We can see that Hibernate stores the timestamp without timezone in our peak_visibility_time column and the timezone offset in our peak_visibility_time_offset column.

If our database doesn’t support the TIMESTAMP WITH TIME ZONE data type, the COLUMN strategy is recommended to be used. Also, we need to ensure that the column for storing the timezone offset is present in our table schema.

3.3. NORMALIZE

Next, we’ll take a look at the NORMALIZE strategy. When we use this strategy, Hibernate normalizes the timestamp to our application’s local timezone and stores the timestamp value without the timezone information. When we fetch the record from the database, Hibernate adds our local timezone to the timestamp value.

Let’s take a closer look at this behavior. First, let’s annotate our nextExpectedAppearance attribute with @TimeZoneStorage and specify the NORMALIZE strategy:

@TimeZoneStorage(TimeZoneStorageType.NORMALIZE)
@Column(name = "next_expected_appearance", columnDefinition = "TIMESTAMP(9)")
private ZonedDateTime nextExpectedAppearance;

Now, let’s save an AstronomicalObservation entity and analyze the SQL logs to understand what’s happening:

TimeZone.setDefault(TimeZone.getTimeZone("Asia/Kolkata")); // UTC+05:30

AstronomicalObservation observation = new AstronomicalObservation();
observation.setId(UUID.randomUUID());
observation.setCelestialObjectName("test-planet");
observation.setNextExpectedAppearance(ZonedDateTime.of(1999, 12, 25, 18, 0, 0, 0, ZoneId.of("UTC+8")));

astronomicalObservationRepository.save(observation);

We first set our application’s default timezone to Asia/Kolkata (UTC+05:30).
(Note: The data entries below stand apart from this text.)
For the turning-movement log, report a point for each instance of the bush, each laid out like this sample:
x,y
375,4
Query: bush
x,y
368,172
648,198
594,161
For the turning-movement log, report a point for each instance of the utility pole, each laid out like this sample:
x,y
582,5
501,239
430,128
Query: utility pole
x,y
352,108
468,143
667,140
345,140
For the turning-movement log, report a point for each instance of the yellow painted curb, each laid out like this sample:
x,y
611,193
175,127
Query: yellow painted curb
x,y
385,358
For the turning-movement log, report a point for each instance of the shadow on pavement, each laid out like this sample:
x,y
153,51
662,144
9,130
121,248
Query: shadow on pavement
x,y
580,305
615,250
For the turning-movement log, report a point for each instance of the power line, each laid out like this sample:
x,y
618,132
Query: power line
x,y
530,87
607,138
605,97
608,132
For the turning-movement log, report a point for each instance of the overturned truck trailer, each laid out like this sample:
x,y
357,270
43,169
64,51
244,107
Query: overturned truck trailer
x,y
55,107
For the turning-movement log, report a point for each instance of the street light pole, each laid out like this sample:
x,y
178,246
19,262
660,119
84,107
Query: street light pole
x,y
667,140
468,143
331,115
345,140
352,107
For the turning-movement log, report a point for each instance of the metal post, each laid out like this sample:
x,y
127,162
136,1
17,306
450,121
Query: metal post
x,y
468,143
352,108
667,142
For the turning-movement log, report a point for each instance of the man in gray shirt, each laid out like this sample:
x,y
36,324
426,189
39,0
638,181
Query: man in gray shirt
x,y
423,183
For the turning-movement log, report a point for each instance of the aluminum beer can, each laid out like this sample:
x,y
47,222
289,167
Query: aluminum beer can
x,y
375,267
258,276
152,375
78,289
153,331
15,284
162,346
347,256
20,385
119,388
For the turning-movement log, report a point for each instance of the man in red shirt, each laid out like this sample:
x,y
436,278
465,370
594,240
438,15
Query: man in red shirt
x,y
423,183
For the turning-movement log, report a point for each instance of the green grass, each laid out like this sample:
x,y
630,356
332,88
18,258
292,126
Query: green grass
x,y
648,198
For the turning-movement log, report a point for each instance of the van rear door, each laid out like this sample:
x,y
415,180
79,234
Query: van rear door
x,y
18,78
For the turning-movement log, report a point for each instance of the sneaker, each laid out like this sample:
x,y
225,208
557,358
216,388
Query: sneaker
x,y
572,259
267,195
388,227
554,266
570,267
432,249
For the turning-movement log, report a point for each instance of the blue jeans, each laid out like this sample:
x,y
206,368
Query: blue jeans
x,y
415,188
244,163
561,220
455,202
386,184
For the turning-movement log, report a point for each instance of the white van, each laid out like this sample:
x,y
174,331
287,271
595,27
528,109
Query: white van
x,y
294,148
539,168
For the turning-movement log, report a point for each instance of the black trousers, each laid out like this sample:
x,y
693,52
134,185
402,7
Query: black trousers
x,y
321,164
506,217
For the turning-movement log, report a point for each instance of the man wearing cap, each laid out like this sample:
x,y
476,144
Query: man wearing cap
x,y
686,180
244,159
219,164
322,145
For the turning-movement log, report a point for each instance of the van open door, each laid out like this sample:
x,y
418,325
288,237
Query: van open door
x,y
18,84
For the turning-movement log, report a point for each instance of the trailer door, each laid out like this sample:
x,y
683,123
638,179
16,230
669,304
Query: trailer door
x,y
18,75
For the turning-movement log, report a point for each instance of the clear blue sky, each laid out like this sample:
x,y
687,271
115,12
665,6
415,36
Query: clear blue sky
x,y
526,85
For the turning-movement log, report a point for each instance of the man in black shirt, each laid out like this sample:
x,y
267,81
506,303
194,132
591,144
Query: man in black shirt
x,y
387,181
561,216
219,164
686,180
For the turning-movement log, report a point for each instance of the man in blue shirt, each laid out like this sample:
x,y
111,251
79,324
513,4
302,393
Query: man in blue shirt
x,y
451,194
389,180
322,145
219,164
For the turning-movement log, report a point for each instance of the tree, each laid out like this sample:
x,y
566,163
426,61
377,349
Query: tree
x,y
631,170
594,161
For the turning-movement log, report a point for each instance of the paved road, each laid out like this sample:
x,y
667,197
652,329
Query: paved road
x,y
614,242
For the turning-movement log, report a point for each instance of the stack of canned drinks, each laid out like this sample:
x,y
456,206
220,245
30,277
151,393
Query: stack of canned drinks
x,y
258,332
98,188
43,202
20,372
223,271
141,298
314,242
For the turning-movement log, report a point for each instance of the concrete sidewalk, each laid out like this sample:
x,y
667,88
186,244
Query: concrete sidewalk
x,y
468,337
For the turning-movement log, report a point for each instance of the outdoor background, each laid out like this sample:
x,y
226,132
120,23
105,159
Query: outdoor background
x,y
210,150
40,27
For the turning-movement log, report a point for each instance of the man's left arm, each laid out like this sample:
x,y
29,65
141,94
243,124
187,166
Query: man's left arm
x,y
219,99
Then, we create a new AstronomicalObservation entity and set its nextExpectedAppearance to a ZonedDateTime that has a timezone of UTC+8. Finally, we save the entity in our database.
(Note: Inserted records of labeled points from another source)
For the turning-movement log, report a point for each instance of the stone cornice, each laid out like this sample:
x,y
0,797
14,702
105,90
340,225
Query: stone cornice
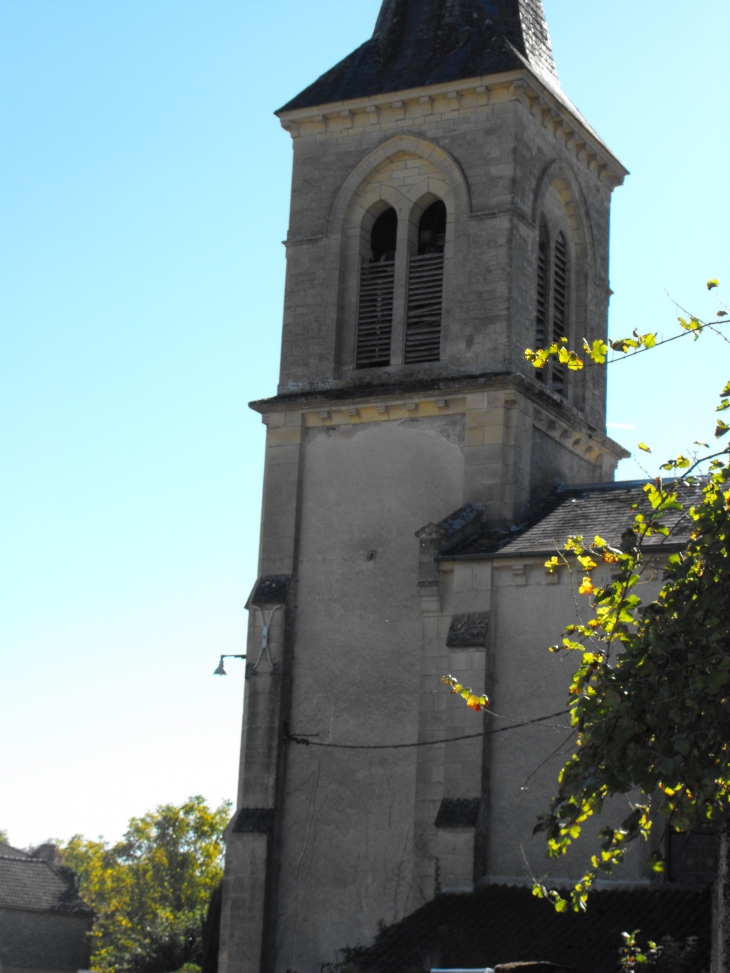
x,y
471,94
551,415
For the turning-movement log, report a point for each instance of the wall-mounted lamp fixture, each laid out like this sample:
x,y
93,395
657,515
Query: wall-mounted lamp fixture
x,y
266,625
221,670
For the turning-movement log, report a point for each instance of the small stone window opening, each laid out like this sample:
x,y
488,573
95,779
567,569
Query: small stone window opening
x,y
541,317
552,315
425,288
561,306
375,294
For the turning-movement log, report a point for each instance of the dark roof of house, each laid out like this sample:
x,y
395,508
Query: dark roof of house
x,y
506,924
34,884
425,42
7,851
588,509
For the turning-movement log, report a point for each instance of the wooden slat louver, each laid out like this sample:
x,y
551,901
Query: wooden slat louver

Before we execute our above code and analyse the logs, we’ll need to add some extra logging for Hibernate’s ResourceRegistryStandardImpl class to our application.yaml file:

logging:
  level:
    org:
      hibernate:
        resource:
          jdbc:
            internal:
              ResourceRegistryStandardImpl: TRACE

Once we’ve added the above configuration, we’ll execute our code and see the following logs:

org.hibernate.SQL : insert into astronomical_observations (id, celestial_object_name, next_expected_appearance) values (?, ?, ?)

org.hibernate.orm.jdbc.bind : binding parameter (1:UUID) <- [938bafb9-20a7-42f0-b865-dfaca7c088f5]
org.hibernate.orm.jdbc.bind : binding parameter (2:VARCHAR) <- [test-planet]
org.hibernate.orm.jdbc.bind : binding parameter (3:TIMESTAMP) <- [1999-12-25T18:00+08:00[UTC+08:00]]
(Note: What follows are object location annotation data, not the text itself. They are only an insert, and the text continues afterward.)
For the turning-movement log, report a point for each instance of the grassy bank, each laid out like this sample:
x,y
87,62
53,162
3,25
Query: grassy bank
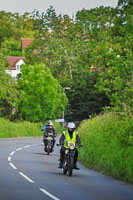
x,y
22,129
108,145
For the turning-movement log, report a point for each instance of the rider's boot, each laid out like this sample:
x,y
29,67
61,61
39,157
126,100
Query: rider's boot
x,y
76,166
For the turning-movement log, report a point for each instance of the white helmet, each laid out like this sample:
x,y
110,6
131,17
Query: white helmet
x,y
71,125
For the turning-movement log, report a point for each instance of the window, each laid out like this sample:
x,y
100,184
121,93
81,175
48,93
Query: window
x,y
17,67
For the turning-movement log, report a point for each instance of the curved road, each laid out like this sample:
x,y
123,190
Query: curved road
x,y
26,172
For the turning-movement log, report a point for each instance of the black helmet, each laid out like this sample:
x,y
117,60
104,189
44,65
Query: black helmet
x,y
49,122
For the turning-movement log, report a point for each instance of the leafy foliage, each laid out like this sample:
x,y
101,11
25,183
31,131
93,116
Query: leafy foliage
x,y
41,95
107,140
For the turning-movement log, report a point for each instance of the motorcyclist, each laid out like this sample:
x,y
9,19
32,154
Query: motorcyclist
x,y
48,123
48,128
70,135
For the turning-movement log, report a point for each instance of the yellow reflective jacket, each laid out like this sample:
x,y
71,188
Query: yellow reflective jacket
x,y
67,137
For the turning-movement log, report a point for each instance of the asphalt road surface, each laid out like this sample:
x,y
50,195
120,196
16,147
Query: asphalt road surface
x,y
27,173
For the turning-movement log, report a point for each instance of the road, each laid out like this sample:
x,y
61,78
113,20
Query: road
x,y
27,173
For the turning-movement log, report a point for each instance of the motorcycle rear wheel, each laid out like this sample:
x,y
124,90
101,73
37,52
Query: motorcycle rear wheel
x,y
70,166
48,148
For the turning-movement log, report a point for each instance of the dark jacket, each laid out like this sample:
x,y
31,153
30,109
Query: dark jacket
x,y
50,130
62,138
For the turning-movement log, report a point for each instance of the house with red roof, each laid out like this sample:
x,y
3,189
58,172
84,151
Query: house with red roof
x,y
26,42
16,61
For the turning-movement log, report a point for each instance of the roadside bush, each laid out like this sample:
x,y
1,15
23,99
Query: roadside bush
x,y
108,145
22,129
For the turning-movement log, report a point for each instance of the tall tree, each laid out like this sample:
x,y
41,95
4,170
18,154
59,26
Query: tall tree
x,y
41,94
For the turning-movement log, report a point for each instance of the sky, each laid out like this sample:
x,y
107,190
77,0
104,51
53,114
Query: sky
x,y
69,7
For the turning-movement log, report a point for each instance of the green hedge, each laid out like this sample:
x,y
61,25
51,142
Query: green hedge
x,y
22,129
108,145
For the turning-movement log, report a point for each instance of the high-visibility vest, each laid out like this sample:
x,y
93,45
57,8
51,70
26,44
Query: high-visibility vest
x,y
67,137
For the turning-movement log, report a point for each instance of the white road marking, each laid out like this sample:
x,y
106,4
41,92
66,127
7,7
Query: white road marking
x,y
12,153
48,194
13,166
9,158
19,149
35,144
26,177
27,146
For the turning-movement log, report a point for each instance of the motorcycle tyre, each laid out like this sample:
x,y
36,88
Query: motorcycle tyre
x,y
48,148
70,167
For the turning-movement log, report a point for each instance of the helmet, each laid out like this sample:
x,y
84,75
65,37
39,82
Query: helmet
x,y
49,122
71,125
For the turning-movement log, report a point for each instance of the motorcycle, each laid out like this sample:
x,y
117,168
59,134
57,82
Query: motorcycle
x,y
68,162
50,143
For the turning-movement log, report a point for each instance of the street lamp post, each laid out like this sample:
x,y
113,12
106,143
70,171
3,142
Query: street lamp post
x,y
65,88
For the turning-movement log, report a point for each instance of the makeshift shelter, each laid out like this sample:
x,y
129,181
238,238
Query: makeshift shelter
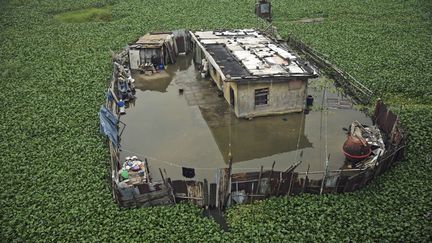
x,y
257,75
153,49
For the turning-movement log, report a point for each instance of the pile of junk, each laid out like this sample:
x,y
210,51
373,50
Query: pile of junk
x,y
363,146
125,87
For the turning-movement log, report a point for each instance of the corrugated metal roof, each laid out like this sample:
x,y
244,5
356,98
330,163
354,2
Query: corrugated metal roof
x,y
153,39
256,53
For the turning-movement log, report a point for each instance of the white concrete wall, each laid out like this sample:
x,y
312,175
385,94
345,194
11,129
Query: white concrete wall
x,y
283,97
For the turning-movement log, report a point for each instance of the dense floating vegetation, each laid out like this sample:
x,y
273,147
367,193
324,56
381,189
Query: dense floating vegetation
x,y
54,162
85,15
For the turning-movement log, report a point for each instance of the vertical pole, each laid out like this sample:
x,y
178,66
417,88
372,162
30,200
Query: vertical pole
x,y
259,181
205,194
163,178
325,174
228,185
306,178
271,177
148,171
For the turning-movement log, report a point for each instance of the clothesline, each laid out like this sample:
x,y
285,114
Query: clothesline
x,y
181,166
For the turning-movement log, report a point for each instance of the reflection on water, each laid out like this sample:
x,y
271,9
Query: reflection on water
x,y
195,128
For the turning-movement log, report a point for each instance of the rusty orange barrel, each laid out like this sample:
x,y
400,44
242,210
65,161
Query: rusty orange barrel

o.h.r.j.i.ResourceRegistryStandardImpl : Releasing statement [HikariProxyPreparedStatement@971578330 wrapping prep1: insert into astronomical_observations (id, celestial_object_name, next_expected_appearance) values (?, ?, ?) {1: UUID '938bafb9-20a7-42f0-b865-dfaca7c088f5', 2: 'test-planet', 3: TIMESTAMP '1999-12-25 15:30:00'}]

We can see that our timestamp 1999-12-25T18:00+08:00 got normalized to our application’s local timezone of Asia/Kolkata and stored as 1999-12-25 15:30:00. Hibernate removed the timezone information from the timestamp by subtracting 2.5 hours, which is the difference between the original timezone (UTC+8) and the application’s local timezone (UTC+5:30), resulting in the stored time of 15:30.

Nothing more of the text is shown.